The story takes place across a daily basis for your character and the writing, characterisation, and subplots are not just brilliantly researched, but also well devised. In fact, these are the heart, the soul and the strongest parts of the game. Big credit must go out to the developers for attempting something different, and having the skills to make a game that works in this way, along with not being afraid to go so deep into the subject matter.

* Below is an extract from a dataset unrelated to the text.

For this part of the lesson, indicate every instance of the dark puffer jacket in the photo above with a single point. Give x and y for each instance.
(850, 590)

You start each day in the courtroom with a different case on offer. One day it might be a shopkeeper claimed of poisoning someone with his goods. Another day may well see the ex-king himself on trial for his crimes against the revolution. What you have at your disposal at first are a number of case documents to look at. You have to read these very carefully and then read them again so you can have a good handle of the case. In front of you is the accused, to the left are the jury and to the right, the prosecution, The common folk sit at the back. All of them shout opinions throughout the trial and you can choose whether to ignore these cries or not, as you question the accused via a little mini-game in which you have to match facts about the case into appropriate sections like ‘motive and chain of events’. You’ll want to be aware though, for there are traps.
When you have all the information at hand then you can come to a verdict. Do you release them into the streets as a free citizen, put them into prison, or execute them with the famous chopper machine in which you will be pulling the rope yourself? The tricky bit in coming to your decision is that you can take the advice of the jury, but you might upset the will of the good people or the fury of the revolutionists or the monarchy. Bring one of these factions down to nothing in popularity and a grisly end will come to you by the hands of a mob down some backstreet alley. And it is that which signals the end of game. However, it’s hugely addictive and even though I have died a lot, each and every time I couldn’t wait to get back on the judging horse once more.

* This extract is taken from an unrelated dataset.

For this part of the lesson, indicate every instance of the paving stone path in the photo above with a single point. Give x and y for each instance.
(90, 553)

There are other gameplay elements outside the courtroom doors, and these take you onto the streets of Paris. You might need to action a speech to calm or encourage a huge crowd. You might have to command a battle on the streets or manage the building of a statue of yourself. Hell, you might just have to try and get some control of the political wranglings of 18th century Paris life. It’s a very in-depth unique experience that is brilliantly designed, although I feel some will be put off with the mechanics, the general difficulty and level of detail that you need to take in. If you’re not a fan of reading then look away… well I guess you won’t be reading this if that’s the case, so ignore the warning.
We. The Revolution is presented with a delightfully drawn art form, with some beautifully designed cutscenes. The characters are created with great detail and come to life on the page, while the menus and the set design are visually top notch. They really make this game unique. The sound and overall audio design is once again superb, with amazing atmospheric effects and an imposing soundtrack. There are moments when the guillotine goes down, cutting to silence and we see the faces of the crowd watching. That get me emotional every time.
We. The Revolution on Xbox One does a remarkable job at invoking the atmosphere and political climate of 18th Century France. It reminds me of the likes of ‘Papers Please” in regards to the observation and reading skills needed to progress, and the impossible task of balancing your work and life duties. The writing is very strong and the trial system is unique and rewarding, and whilst interest starts to wane after a while I have found myself becoming a little bit addicted to giving people the death penalty just in order to win over the crowd.
If you’re after something very different, very in-depth and very unique then We. The Revolution is well worth taking in.